Clément Solym - 27.07.2012

Culture, Arts et Lettres - Cinéma - Starbuck - plagiat - Ken Scott


L'auteur de Spermatofolie, Guillaume Cochin, et son éditeur JC Gawsewitch ont décidé de poursuivre en justice les producteurs et le réalisateur du film Starbuck, en salles depuis le 27 juin dernier. Motif : le film serait largement inspiré du roman paru en 2007, lui-même inspiré... des mêmes faits réels.

 

SPERM!

(auteur : Mil)

 

 

Le premier film du québécois Ken Scott raconte l'histoire de David Wozniak, surnommé Starbuck par son entourage, incurable fainéant, mais donneur de sperme à la générosité sans bornes : un jour, 533 gamins viennent lui mettre sous le nez les responsabilités de la paternité. Ce scénario catastrophe a été écrit par Scott, qui décrivait ainsi son inspiration, pendant la promo du film : « Dans les premiers jours d'écriture, nous redoutions de forcer le trait en imaginant que Starbuck était le père de 150 enfants. Et puis, en lisant les journaux, on a découvert l'histoire d'un type qui était le géniteur de 350 gamins ! Du coup, nous avons pris le parti d'exagérer encore plus et d'en attribuer 533 à notre personnage. »

 

Pour les éditions JC Gawsewitch, contactées par ActuaLitté, « beaucoup de choses se recoupent entre le livre et le film », ce qui a poussé l'auteur de Spermofolie et son éditeur à « entamer une procédure judiciaire, avec une mise en demeure ». « L'histoire vraie dont s'inspire le film a été révélée en 2007, par ce livre » : effectivement, le pitch est le même. Curieux, pour une histoire vraie, non ?

 

« Guillaume Bodin, le personnage principal de ce roman, masturbateur chronique, se sent irrémédiablement inadapté pour vivre en société. Reclus dans son appartement, il mène une existence oisive jusqu'au jour où il découvre une petite annonce : une banque de sperme cherche des donneurs. Sa vie va dès lors basculer. Il devient le donneur D.A.1922.M » peut-on lire sur le site de l'éditeur. Aucune mention des gamins dans le résumé, notons-le au passage, et les premiers résultats sur Internet ne sont pas vraiment plus explicites.

 

Un grand classique...

 

La boîte de production, Caramel Film, et le producteur André Rouleau n'ont pas répondu aux questions d'ActuaLitté, mais quelques quotidiens québécois relaient l'affaire ce matin, et révèlent la réponse du producteur : « J'ai contacté Ken [Scott, réalisateur et scénariste] et Martin [Petit, scénariste], qui m'ont dit n'avoir jamais entendu parler de ce gars-là ou de ce livre-là avant-hier, ni même de leur vie ». Il termine par ailleurs, visiblement peu inquiété par la procédure : « Chaque fois qu'on fait un film à succès, Goon, par exemple, on reçoit ce genre de choses. »

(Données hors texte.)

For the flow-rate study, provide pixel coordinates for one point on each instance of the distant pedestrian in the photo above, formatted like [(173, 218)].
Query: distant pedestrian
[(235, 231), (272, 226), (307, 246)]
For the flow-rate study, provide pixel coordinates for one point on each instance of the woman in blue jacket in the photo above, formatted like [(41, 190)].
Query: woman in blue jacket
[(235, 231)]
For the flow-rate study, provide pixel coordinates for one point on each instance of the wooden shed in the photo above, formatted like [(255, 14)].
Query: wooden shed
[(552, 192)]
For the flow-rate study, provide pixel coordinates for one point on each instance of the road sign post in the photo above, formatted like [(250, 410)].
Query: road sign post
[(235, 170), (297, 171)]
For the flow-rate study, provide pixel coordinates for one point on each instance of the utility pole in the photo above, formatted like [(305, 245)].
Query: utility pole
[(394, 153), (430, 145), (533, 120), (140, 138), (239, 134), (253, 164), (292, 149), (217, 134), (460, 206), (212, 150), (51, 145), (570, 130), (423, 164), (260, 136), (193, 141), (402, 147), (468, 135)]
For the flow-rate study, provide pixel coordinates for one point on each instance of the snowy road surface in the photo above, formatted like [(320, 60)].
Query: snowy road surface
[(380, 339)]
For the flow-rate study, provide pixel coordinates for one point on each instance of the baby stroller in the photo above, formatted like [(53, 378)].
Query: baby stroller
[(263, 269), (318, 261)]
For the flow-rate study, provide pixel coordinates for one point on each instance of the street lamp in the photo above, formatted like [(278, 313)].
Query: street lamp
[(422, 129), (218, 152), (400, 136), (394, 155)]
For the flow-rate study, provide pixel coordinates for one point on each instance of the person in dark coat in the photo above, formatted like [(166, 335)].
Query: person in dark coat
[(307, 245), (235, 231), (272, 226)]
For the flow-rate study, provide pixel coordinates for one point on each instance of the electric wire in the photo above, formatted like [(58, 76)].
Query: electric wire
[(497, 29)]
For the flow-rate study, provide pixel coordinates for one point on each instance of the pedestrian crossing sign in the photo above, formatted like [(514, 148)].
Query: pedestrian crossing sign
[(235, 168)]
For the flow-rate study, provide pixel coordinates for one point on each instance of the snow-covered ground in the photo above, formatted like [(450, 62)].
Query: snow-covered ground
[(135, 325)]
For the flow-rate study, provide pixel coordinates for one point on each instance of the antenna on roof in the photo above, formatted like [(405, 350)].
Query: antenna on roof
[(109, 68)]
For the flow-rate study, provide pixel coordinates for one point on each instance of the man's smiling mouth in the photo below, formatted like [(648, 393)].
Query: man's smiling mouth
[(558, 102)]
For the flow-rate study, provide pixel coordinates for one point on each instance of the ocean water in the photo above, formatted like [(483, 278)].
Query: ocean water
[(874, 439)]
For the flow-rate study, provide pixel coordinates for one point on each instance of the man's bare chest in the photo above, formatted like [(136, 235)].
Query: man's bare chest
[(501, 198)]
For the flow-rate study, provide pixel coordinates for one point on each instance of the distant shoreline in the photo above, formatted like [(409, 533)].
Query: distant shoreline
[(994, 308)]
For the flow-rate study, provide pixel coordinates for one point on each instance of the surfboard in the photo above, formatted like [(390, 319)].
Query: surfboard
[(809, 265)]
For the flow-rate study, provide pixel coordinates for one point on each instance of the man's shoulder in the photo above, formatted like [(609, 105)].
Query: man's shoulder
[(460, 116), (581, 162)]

Il est vrai que l'argumentaire de JC Gawsewitch est plutôt... partiel.

 

Quand on les interroge sur les faits réels, et donc sur la légitimité d'une réinterprétation, on nous répond que « même si le film s'inspire de l'histoire vraie, nous avons les droits dessus ». Le tout ressemble donc à un volte-face bien opportun, un mois après la sortie, pour se faire mousser...

 

D'autant plus que Cochin avait assuré la promo du bouquin en 2007 sur le plateau d'On a tout essayé, où sa tendre moitié Péri Cochin officiait en tant que chroniqueuse...

 

En un mot, sortir batterie d'avocats et propriété intellectuelle, avec ces quelques détails, semble quand un peu éjaculé.